Bill Clinton will be the ninth President under whom Mr Rostenkowski has worked, though the first Democrat since he became Ways and Means chairman in 1981, and as such keeper of the gates through which every tax bill must pass. For those who dismiss Congress as a self-serving and self-perpetuating oligarchy, Mr Rostenkowski is a living argument for term limits.

Love him or hate him, however, his unrivalled committee skills will be vital for Mr Clinton. Alas, just as the president-elect prepares his all-important tax and healthcare legislation, he could be deprived of Mr Rostenkowski's skills. If an indictment is brought, Democratic rules stipulate that 'Rosty', as he is known to friend and foe alike, will have to step down.

As always, though, with politics, the real fascination lies in personalities. What earthly motive could Mr Rostenkowski have for what would be a chickenfeed scam? At 65, he already boasts a record in Washington for which his peers would give their eye teeth.

Had he wanted, he could have retired last year and, under a rule that permitted departing senators and representatives to retain accumulated campaign funds for their own use, walked away dollars 1m the richer. That rule is now abolished; greed therefore is presumably to be excluded.

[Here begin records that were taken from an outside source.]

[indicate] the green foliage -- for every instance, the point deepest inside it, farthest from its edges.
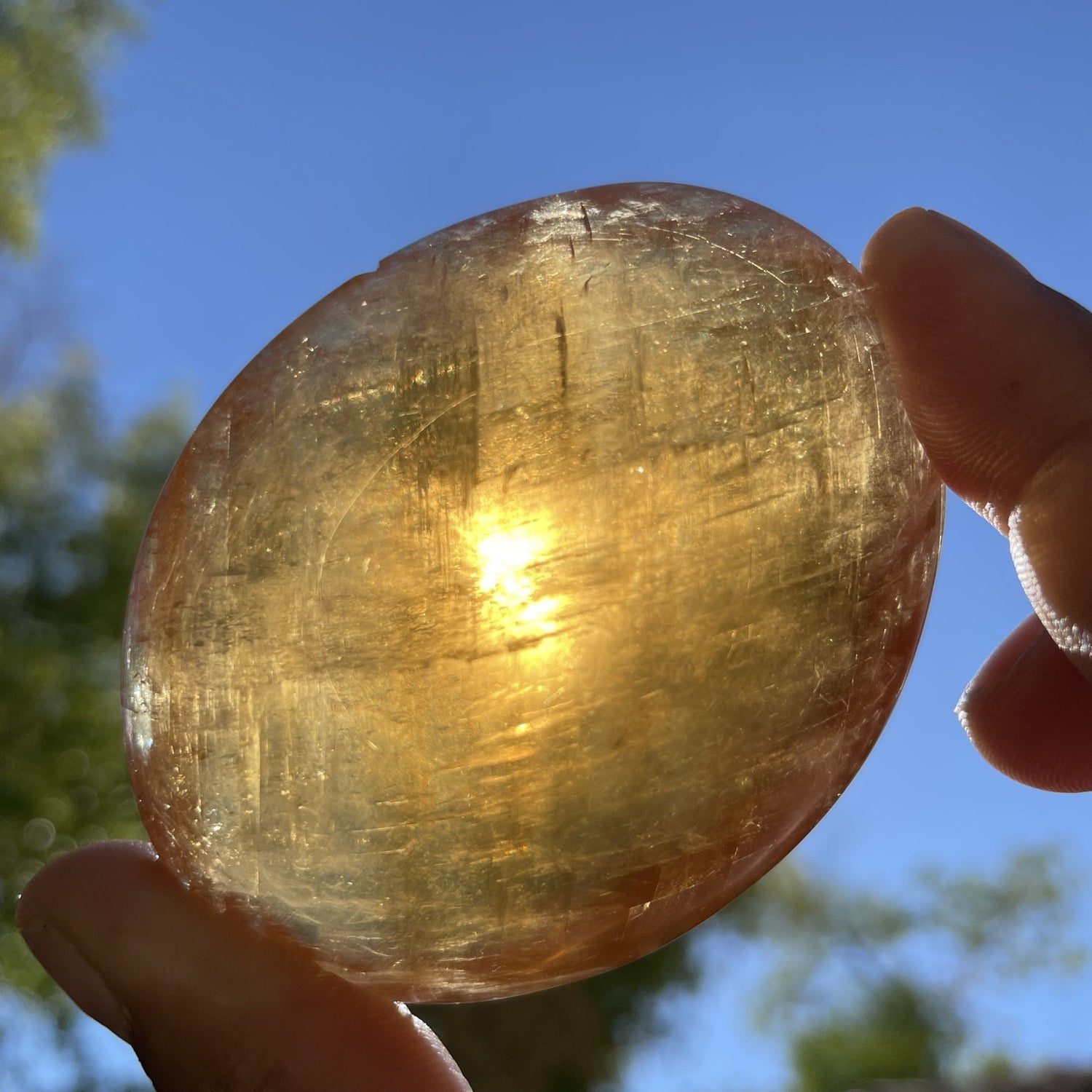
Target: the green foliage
(903, 973)
(897, 1031)
(74, 505)
(50, 50)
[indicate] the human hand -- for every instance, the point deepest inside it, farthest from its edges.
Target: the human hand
(996, 371)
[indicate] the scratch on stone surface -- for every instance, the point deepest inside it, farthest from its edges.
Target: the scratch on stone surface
(371, 478)
(727, 250)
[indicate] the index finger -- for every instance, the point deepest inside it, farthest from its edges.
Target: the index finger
(996, 373)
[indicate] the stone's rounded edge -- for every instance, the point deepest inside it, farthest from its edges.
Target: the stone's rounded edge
(614, 194)
(159, 827)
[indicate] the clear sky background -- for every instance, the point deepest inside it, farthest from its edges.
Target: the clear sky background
(261, 152)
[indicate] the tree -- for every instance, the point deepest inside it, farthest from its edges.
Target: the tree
(74, 504)
(50, 52)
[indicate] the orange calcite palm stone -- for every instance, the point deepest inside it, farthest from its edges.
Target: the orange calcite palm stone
(531, 596)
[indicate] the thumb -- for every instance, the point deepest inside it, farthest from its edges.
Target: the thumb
(205, 1000)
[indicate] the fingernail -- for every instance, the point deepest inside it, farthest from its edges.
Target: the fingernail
(71, 971)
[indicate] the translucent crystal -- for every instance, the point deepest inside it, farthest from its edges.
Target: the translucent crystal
(531, 596)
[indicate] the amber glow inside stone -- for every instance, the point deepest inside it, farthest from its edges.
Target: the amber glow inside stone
(532, 596)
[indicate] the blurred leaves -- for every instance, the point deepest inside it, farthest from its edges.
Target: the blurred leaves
(74, 505)
(50, 52)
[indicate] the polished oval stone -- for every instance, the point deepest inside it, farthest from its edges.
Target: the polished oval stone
(531, 596)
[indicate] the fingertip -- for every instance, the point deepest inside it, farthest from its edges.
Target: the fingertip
(1029, 713)
(205, 1000)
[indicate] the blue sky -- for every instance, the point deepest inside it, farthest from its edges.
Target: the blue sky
(261, 152)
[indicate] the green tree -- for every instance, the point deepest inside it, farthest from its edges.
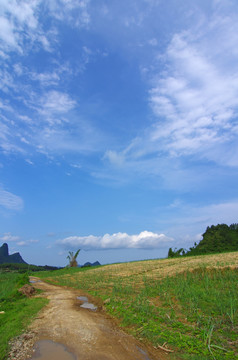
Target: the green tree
(72, 258)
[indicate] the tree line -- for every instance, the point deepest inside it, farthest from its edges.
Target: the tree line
(216, 239)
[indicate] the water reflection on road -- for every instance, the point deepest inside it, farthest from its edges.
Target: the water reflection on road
(49, 350)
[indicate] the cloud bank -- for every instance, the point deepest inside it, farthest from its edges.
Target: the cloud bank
(10, 201)
(144, 240)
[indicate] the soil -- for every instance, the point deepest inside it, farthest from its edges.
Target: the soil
(87, 334)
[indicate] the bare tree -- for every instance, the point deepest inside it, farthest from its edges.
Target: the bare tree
(72, 258)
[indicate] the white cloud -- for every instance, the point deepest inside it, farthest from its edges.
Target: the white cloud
(9, 237)
(54, 102)
(10, 201)
(27, 242)
(144, 240)
(196, 98)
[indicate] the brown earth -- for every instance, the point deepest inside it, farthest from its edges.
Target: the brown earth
(90, 335)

But then again, why would a congressman, who like British MPs is entitled to free postage for official business, spend such a small fortune on stamps?

And what of Mr Stephens - why is he in such a hurry to complete the case by 20 January? Maybe he is a disinterested scourge of wrongdoing wherever he finds it. But for Mr Rostenkowski's supporters, there is a darker explanation. Mr Stephens, they point out, is a Republican who wants to keep a job he could normally expect to lose when a Democrat enters the White House. But were Mr Clinton to remove him with so sensitive a case on the boil, might not the incoming president give the impression of favouring exactly the 'politics-as-usual' he is committed to ending?

These are the sort of calculations understood in Washington - and in Chicago too. Forget the guff about a season of kindness and goodwill to all. 'Politics ain't beanbag,' a fictional saloon bar philosopher of the Windy City called Mr Dooley immortally remarked in a newspaper column that appeared in 1895, a century before Mr Rostenkowski's present discomfort. These days they call it hardball, but the game is exactly the same.